Local Counts: the future of the census
21 August, 2008

Free PDF Download

Local Counts: the future of the census£500 million of public money could be wasted on the next census according to a new report. The New Local Government Network claim that the information gathered will be out of date by the time it is published, will be insufficiently detailed and could underestimate the number of people living in Britain.

The report argues that the survey, which is conducted every ten years and due to occur next in 2011, cannot accurately reflect the true state of Britain because of poor quality information on households, high rates of population mobility and a growing reluctance to fill in official forms.

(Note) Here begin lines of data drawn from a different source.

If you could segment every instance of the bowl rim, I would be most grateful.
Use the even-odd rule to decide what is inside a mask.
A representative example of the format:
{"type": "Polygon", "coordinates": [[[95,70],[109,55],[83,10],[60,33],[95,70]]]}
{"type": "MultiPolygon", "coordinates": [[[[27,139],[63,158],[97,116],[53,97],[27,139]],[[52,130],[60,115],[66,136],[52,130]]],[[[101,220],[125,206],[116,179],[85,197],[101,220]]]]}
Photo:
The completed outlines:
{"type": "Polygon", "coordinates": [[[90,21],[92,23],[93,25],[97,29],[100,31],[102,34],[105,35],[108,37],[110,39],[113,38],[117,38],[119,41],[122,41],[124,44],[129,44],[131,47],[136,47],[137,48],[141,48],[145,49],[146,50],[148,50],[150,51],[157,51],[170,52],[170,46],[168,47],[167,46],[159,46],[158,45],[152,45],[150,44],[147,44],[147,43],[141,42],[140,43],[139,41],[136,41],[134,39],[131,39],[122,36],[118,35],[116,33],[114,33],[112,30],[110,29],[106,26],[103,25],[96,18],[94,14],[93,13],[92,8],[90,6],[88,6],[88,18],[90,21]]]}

Figures based on the census are used to allocate £100 billion of Government spending for local authorities and Primary Care Trusts. Failures of the census system over the past decade include:

  • the 2001 census undercounted the population by 900,000, according to the Centre for Economics and Business Research
  • local authority areas have seen their population enumerated at 10 per cent less than their actual numbers

NLGN proposes that Britain should follow the example of other European countries, such as the Netherlands, who have moved to a reliance on administrative databases to provide a continually updated ‘rolling’ register.

It found that public organisations already collect data and information on citizens through a large number of streams and that these can be supplemented by targeted surveys to profile the population and its needs. This new approach, it is argued, should be introduced as soon as possible.

The research indicates that distrust of census statistics has already led some councils to develop their own population data from existing resources including GP address records, the electoral roll and geo-referencing systems. This means they can drill down to the neighbourhood, street and individual household level, and plot current and future demand for services or target vulnerable parts of the community.

If Britain were to move to NLGN’s proposed alternative, the report suggests there would be significant savings on the current £500 million cost of the census. NLGN argues that the new system could save at least £250 million, which could be better spent by giving each top-tier council £1 million for targeted engagement and communication with vulnerable and disengaged sections of the community.

NLGN Director Chris Leslie said:

“The census has been around for two hundred years and it is no-longer gathering the right sort of data for modern public services. We are left in a situation where not only does central government not know where it should distribute grant, but local councils do not have the information or flexibility to work out where best to spend money to tackle worklessness and crime, or to gauge where future demand will be for care homes and schools”.

“It is time for the Government to scrap this outdated method. NLGN’s proposal would make the most of the incredible amount of data already collected, drive joined-up services across government and save significant sums of money over the long term”.

To make this vision a reality, NLGN proposes that as part of its considerations into the future of the census, the Government should:

  • set up a new review including the LGA, statistical users and the new Statistics Authority focussed on how a new system based on existing administrative database sources could be introduced by 2011
  • institute a system for national address registration, transferring the civic duty legal compulsion from the census
  • establish a new duty on local authorities, their partners and central government to work together to share data to form the basis of population information
  • ensure that a national property register can be developed by resolving the ongoing frictions between Ordnance Survey and the National Land and Property Gazetteer. If necessary this should include legislation or the amending of the status of Ordnance Survey from a ‘trading fund’ to a non-departmental public body.